Данила Козловский купил вишневый сад и бросил бесприданницу

Лев Додин уже ставил «Вишневый сад» ровно 20 лет назад. Это было первое обращение режиссера к Чехову. А потом начал осваивать чеховские пьесы, следуя порядку написания: «Пьеса без названия» — опус 18-летнего А.П., «Чайка», «Дядя Ваня», «Три сестры». Свершив круг, додинская чеховиана пополнилась новой версией последней комедии Чехова.
Кто-то из исследователей шутливо определил эволюцию драматурга — «всё меньше выстрелов, всё больше пауз». Лев Додин двинулся вопреки. У него «больше выстрелов и меньше пауз», хоть реально никто и не стреляет, а паузы артисты держат.
Актеры начинают спектакль на убедительной лирической волне. Приехавшие из Парижа персонажи осматриваются — всматриваются — узнают родное пространство. Эта сцена — пример редкого по силе и простоте драматизма — без какой-либо натуги. Но чем дальше, тем сильнее кренится спектакль в сторону мелодрамы.
Мелодраму недаром считают трагедией, сошедшей с котурнов: она «приземляется» до публики. Персонажи спустились в зал — большая часть спектакля играется в партере, между первым рядом и сценой, отчего часть зрительских кресел пришлось убрать. Сюда же, в этот пространственный промежуток художник Александр Боровский поместил предметы усадебного быта.
Взобраться на подмостки позволяется главным образом лишь центральным персонажам — Лопахину и Раневской. После герметичных «Трех сестер» в этом додинском спектакле движение в сторону зрителя особенно ощутимо. Неспроста герои вступают в зрительскую зону театра — фойе и коридоры МДТ, которые кольцом охватывают зал. Они не только спустились к нам — они берут нас в круг.
По законам жанра здесь должен быть роковой обольститель, почти злодей. Он и есть — Лопахин в исполнении Данилы Козловского. В этом мире нет Рока как абстрактной силы, страдание причиняет человек человеку — своими руками. Неспроста Лопахин так много жестикулирует: излагает свой план по спасению сада, размахивая указкой; в другой сцене дирижирует невидимой палочкой; выкупив имение, лапает «многоуважаемый шкаф». И недаром Шарлотта — Татьяна Шестакова всё время держится по отношению к Лопахину столь агрессивно — кажется, вот-вот укусит.
Ближе к финалу режиссер разворачивает тему любовного обмана: Лопахин и Варя (Елизавета Боярская), скрывшись в глубине сцены, вскоре появляются с явными нарушениями в одежде.
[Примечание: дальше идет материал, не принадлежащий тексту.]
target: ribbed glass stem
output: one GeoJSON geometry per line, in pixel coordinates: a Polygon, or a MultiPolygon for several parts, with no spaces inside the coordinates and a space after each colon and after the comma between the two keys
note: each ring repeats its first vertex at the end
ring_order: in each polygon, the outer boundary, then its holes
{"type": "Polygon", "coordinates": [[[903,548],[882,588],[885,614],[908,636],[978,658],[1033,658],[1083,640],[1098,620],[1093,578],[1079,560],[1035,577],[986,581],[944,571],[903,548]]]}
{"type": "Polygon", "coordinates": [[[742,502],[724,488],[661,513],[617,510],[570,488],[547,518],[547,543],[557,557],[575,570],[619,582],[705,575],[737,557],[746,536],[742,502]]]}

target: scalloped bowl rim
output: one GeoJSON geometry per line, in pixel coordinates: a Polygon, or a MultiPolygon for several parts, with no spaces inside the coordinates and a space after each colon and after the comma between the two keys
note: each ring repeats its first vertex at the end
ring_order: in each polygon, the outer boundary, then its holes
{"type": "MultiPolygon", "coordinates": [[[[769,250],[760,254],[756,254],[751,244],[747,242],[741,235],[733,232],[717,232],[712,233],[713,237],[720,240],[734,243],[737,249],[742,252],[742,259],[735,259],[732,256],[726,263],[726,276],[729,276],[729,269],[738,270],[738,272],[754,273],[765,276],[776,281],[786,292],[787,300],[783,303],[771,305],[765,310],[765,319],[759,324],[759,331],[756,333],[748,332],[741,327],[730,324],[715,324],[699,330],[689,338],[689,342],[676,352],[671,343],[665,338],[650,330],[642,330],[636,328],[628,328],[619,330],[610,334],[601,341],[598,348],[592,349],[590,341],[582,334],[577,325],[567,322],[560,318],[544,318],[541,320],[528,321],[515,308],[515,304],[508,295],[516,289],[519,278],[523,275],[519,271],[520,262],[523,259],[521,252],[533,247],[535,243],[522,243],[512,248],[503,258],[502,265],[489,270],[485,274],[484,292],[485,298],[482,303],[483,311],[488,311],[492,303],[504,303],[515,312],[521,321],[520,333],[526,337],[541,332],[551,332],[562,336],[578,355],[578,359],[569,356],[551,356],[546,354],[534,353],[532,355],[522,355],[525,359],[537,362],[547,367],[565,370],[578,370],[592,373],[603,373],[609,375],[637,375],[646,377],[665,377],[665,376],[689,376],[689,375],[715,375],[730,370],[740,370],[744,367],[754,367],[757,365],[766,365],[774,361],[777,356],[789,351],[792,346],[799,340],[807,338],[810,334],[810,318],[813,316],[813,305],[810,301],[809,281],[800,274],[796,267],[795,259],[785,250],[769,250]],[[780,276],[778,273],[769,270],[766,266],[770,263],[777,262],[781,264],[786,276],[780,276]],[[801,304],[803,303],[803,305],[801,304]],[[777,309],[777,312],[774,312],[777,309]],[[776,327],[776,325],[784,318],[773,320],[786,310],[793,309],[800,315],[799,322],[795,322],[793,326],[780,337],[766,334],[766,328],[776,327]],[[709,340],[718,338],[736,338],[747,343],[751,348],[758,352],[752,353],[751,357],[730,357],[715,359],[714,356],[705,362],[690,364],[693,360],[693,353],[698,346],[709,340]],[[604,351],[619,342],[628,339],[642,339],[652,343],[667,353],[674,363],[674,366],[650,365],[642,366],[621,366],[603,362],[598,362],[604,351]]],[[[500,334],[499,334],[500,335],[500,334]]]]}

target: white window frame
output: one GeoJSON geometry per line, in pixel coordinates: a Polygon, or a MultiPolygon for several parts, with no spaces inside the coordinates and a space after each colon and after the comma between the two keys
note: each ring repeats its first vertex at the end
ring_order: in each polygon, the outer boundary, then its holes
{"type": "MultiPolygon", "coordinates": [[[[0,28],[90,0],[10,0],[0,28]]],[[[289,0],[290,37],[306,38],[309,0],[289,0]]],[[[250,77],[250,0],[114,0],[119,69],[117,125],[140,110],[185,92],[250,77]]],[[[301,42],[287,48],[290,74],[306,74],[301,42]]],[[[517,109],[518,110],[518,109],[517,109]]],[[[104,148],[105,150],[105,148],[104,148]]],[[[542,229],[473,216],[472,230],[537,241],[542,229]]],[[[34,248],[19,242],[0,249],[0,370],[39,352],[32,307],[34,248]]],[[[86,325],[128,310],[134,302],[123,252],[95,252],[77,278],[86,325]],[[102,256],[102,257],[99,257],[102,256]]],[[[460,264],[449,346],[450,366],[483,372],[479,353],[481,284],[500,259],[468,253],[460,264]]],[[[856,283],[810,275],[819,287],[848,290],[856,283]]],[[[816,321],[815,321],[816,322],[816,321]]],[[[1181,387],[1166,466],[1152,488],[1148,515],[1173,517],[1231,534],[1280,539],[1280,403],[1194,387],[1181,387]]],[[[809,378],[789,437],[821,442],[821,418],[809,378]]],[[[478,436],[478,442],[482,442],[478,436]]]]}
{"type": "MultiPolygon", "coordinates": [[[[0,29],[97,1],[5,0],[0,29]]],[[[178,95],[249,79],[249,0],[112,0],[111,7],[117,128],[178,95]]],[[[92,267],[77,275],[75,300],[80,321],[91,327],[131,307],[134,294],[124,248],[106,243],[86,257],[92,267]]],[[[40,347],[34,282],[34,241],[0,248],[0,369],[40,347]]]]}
Варя смотрит на Лопахина, расцветая в улыбке, а он, заправляя рубашку, цинично спрашивает, куда она теперь пойдет.
Лопахин и Варя зарифмованы с другой парой «влюбленных» — Яшей и Дуняшей. Но если в исполнении Станислава Никольского и Полины Приходько «жестокий романс» прозвучал тонко, с нюансами, то звезды труппы сыграли тему куда более зримо, если не сказать ходульно.
Впрочем, Козловский вполне убедителен в данном ему режиссером рисунке. С той оговоркой, что рисунок во многом компрометирует персонажа, а актер хочет персонажа понять. И нервные выкрики про отца и деда, которые «были рабами, были рабами!» звучат в оправдание Лопахина. Оставив «воздух» между артистом и ролью, режиссер будто и сам хочет услышать героя — со всем его цинизмом, подлостью, но и со всей его правдой.
В отличие от коллег по сцене, Ксения Раппопорт играет свою Раневскую вне мелодраматизма, без аффектации. Рыдать об утонувшем когда-то сыне уходит в глубину сцены, за занавес. Там, где можно было бы обострить драму, актриса ее сглаживает. Ее цельной натуре в принципе чужд надрыв.
Этим назначением Додин не только оспаривает представление о роли как о возрастной. У этой Раневской, в которой нет ничего от легкомысленной и рассеянной барыни, сильная душевная организация и вполне трезвый взгляд на вещи. Сад продан — такова закономерность истории, жизни, и дело тут не в «недотепах».
Вероятно, этот спектакль нужно рассматривать с точки зрения того, как сегодняшний Додин понимает сегодняшнего зрителя. Если зритель не способен услышать «абстрактную симфонию», нужно сделать шаг ему навстречу. Четко расставить все акценты, задержать внимание на ударных моментах, порой почти взять за грудки.
И может тогда публика, освободившись от гипноза телеэкранов, поймет что-то о катастрофе, предвещаемой здесь воем сирены. Фирс — Александр Завьялов в финале падает, стукнувшись о деревянную стену. Дальше — тишина. Конечно, перед бурей.